Darling Girl: A Novel of Peter Pan(84)



“Call her,” she says. “Find out if she knows anything and text me. I’ll be home as soon as I can. And let me know right away if you find him.”

Jane’s still talking, but Holly’s already moved on. She disconnects the call, then opens her messages. She texted Jack yesterday, after the meet and greet, and he never responded. She texts him again, a quick, Where are you? As she does, she remembers the GPS app she activated on his phone the night before she left London. She opens it on her own phone, where it spins and spins before telling her Jack’s device is inactive. Does she want to be alerted when it comes back online? She sure as hell does.

Finally she calls him. It goes to voicemail, so she leaves a message. “Jack! It’s me. Wherever you are, whatever you are doing, it’s okay. Call me back. Let me know you’re all right. Please.” Her voice breaks on the last word.

“What can I do?” She’d forgotten Barry, but his quiet voice is a lifeline in the storm that’s battering her. This time, she takes it. She doesn’t lie or dissemble, just tells him exactly what she needs.

“I have to get home, Barry. I need to find Jack before it’s too late. There’s so much going on . . . It’s too much to explain right now,” she says, hurrying on before he can reject her, before he can turn away. “But I will, I promise. The bottom line is Jack is in danger. Either from himself or . . . or someone else.”

That look is in his eyes again, but this time it’s not directed at her. Right now, he’s the old Barry, all the magnificent wheels of his brain turning on her behalf.

“What about that private detective you hired?” he says. “I’ll bet he could help.”

Christopher. Of course. If anyone can find Jack and bring him home, she’s certain it’s him. She’s already fumbling with her phone when Barry speaks again.

“And as for getting you back to London,” he says with a gleam in his eye, “let me make a call.”





Chapter Thirty-Two



Ascant two hours later Holly is winging her way across the Atlantic in a private plane, courtesy of Barry’s call to their new BFF Lauren Lander. Holly knows there’s a price for this speed, knows that Lauren will extract every last penny’s worth, but right now she’d sell her soul to the devil and throw in Jane’s for good measure if it meant finding her kids.
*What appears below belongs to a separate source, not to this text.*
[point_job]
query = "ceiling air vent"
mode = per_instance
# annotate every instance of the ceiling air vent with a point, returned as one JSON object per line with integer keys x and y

She uses the plane time to list locations Jack might have gone. It’s pointless, but it keeps her mind occupied, keeps it from rushing to places she can’t handle right now. Besides, it’s what Christopher told her to do. She knows she must have sounded unhinged when she called him. It’s like some terrible joke. How many children can one person lose? she’d half expected him to say in his coolly amused way. All of them, seemed to be the universe’s reply, and there’s nothing funny about it.

But Christopher hadn’t said anything close to that.

“He’s probably run off,” he’d assured her. She couldn’t tell from his voice whether he truly believed those words or whether he was trying to calm her down. Either way, he’d pointed out that without much money and with so few contacts, Jack wouldn’t be too difficult to find.

But that was hours ago and she hasn’t heard back. She knows in her heart that it’s more than her son being sulky, more than his taking advantage of her absence to go wild. Jack might worry her to death, but he’d never do that to Jane. And if Holly has to guess, she’d bet Christopher knows it too.



* * *





Holly takes a car to her mother’s house from the airport. Jane, grim-faced, is putting takeaway cartons directly on the table rather than transferring the contents into serving bowls, a sure sign of distress.

“Anything?” Holly asks. She gulps tea heavily doctored with cream and sugar and burns her tongue.

Jane shakes her head. “I’ve called everyone I can think of who has a child or grandchild his age. No one has seen him.”

“Any luck reaching Nan?”

“Not a bit.”

Holly’s not hungry, but she realizes she hasn’t eaten since yesterday, so she forces herself to spoon a few morsels of food onto her plate and eat. As soon as she’s finished, she grabs her purse.

“What are you doing?”

“I’m going out. We need to find him.”

“Don’t be ridiculous,” her mother says. “You’re not charging out into the dark with no idea of where to go. You’re exhausted. The best thing you can do is be here if he comes home and wait for Christopher to call.”

But Holly can’t wait. She’s on the verge of a breakdown. If she doesn’t keep moving, if she doesn’t do something to find Jack and Eden, she’ll die.

“Fine,” Jane says when she sees the look on Holly’s face. “Then I’m driving.”

In the car, Holly shares the list she made on the plane. Jane has already checked most of the same places, but they drive past them again just in case. Jane has her own list of spots her friends say their grandkids go, so they try those as well—the local chippy shop, a dessert café, a coffee shop that is open late. They see plenty of teen boys, but none of them are Jack.

Holly’s not ready to go home, so Jane, with a sideways look, suggests some of the back-alley streets where they searched for Peter. Holly agrees, the dread of finding him there among the lost far surpassed by the dread of not finding him at all. She tries Jack’s phone again, first calling and then, when it goes straight to voicemail, using the GPS app. Still nothing.